NDLR: à la demande de l'auteur, un correction a été apportée au premier paragraphe de cette lettre, après la mise en ligne. Cette nouvelle version date de 11h20 vendredi 9 septembre.
8 commentaires
  • Pierre B - Abonné 9 septembre 2011 07 h 42

    Merci Monsieur Piotte !

    Monsieur Piotte,

    Excellente analyse de la situation ! Votre livre "Un certain espoir" trace un excellent portrait du Québec social et politique des cinquante dernières années. Enfin, tout ça pour dire que la justice sociale n'est pas au menu des deux "formations" politiques, en l'occurence, l'ADQ et la CAQ.

    Merci de nous partager votre analyse éclairante !

  • Gilles Bousquet - Inscrit 9 septembre 2011 10 h 05

    Le nationalisme sans la séparation, actuellement, option gagnante

    Les Québécois sont fédéralistes à 60 % et se disent souverainistes entrer 38 et 40 % mais 67 % de ces souverainistes veulent rester dans le Canada, ce qui veut dire nationaliste. Il ne reste donc que 12 à 13 % environ qui sont carrément séparatistes.

    À peu près tous les fédéralistes francophones du Québec sont, plus ou moins nationalistes, ce qui laisse une bonne clientèle à un parti qui fait la promotion du français et de l'autonomie québécoise...dans le Canada. Les fédéralistes anglophiles comme le PLQ ne devraient pas normalement gagner la prochaine élection générale sauf si 3 ou 4 partis nationalistes se séparent les votes de ceux qui se disent souverainistes : PQ, Québec solidaire, ADQ et la CAQ.

    Aucun parti ne propose la simple séparation rapide, ils ne sont pas fous. Le PQ préconise la gouvernance souverainiste et Québec solidaire a l'intention de consulter la population sur son option afin de, probablement, noyer l'impopulaire poisson.

  • Bernard Terreault - Abonné 9 septembre 2011 10 h 13

    Oubli majeur dans votre analyse

    L'ADQ traîne une grosse dette et une image quétaine dont le CAQ n'a absolument pas besoin ! LLes votes adéquistes lui sont acquis de toute manière. Où Legault se plantera, peut-être, c'est lors de la campagne électorale quand il aura à se prononcer SUR DES ENJEUX PRÉCIS : faut-il augmenter ou non le nombre de CPE, faut-il en hausser les tarifs, faut-il favoriser ou non l'étalement urbain à Mirabel et à Carignan, une autre demande de Labeaume (un stade de football avec une équipe pro?), le métro de Mtl, les frais de scolarité ...

  • SNost - Inscrit 9 septembre 2011 10 h 21

    Lecture trop étroite

    Une analyse des affinités ADQ-CAQ ne peut pas se réduire à une description des moyens préconisés. Il faut considérer également les finalités ou orientations sous-jacentes.

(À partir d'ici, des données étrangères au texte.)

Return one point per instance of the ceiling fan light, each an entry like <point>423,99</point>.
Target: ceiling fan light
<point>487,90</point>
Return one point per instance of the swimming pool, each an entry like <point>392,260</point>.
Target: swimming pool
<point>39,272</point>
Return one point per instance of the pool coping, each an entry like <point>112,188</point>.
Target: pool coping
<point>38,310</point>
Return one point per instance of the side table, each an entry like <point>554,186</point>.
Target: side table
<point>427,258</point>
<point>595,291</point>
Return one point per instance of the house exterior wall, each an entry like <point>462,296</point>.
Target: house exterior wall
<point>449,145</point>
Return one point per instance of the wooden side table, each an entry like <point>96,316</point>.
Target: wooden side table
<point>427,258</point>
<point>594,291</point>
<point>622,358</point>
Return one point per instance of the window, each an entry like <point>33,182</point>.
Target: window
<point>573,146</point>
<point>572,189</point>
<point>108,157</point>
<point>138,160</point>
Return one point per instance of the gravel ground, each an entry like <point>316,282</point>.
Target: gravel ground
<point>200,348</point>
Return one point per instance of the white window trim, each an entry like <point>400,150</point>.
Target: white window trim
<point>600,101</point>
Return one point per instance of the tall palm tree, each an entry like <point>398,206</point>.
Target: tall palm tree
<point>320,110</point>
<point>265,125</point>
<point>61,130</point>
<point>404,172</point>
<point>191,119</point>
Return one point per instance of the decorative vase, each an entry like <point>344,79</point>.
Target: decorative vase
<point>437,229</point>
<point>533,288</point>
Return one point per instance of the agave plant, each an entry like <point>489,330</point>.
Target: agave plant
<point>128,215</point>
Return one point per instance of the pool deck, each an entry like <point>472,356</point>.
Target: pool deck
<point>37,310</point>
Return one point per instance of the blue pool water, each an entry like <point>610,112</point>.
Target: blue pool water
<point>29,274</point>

    Alors que l'ADQ vise à réduire, voire abolir l'État social, la CAQ veut en assurer la viabilité à long terme.

    Il y a donc certes une affinité de moyens entre les deux groupes, mais une différence fondamentale quant aux fins.

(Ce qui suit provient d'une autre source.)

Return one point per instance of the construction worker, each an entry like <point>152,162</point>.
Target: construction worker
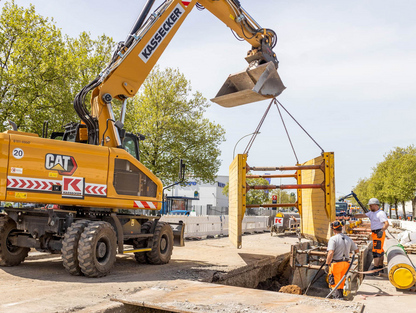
<point>337,261</point>
<point>379,224</point>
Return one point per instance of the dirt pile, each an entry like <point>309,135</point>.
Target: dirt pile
<point>293,289</point>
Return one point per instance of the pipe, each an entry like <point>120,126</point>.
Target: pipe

    Une association CAQ-ADQ profiterait à l'ADQ en termes d'électeurs, mais la CAQ quant à elle ne ferait que s'encombrer du fardeau idéologique de la droite radicale, ce qui semble contraire à ses orientations fondamentales.

  • SNost - Inscrit 9 septembre 2011 10 h 21

    Lecture trop étroite

    Une analyse des affinités ADQ-CAQ ne peut pas se réduire à une description des moyens préconisés. Il faut considérer également les finalités ou orientations sous-jacentes.

    Alors que l'ADQ vise à réduire, voire abolir l'État social, la CAQ veut en assurer la viabilité à long terme.

    Il y a donc certes une affinité de moyens entre les deux groupes, mais une différence fondamentale quant aux fins.

    Une association CAQ-ADQ profiterait à l'ADQ en termes d'électeurs, mais la CAQ quant à elle ne ferait que s'encombrer du fardeau idéologique de la droite radicale, ce qui semble contraire à ses orientations fondamentales.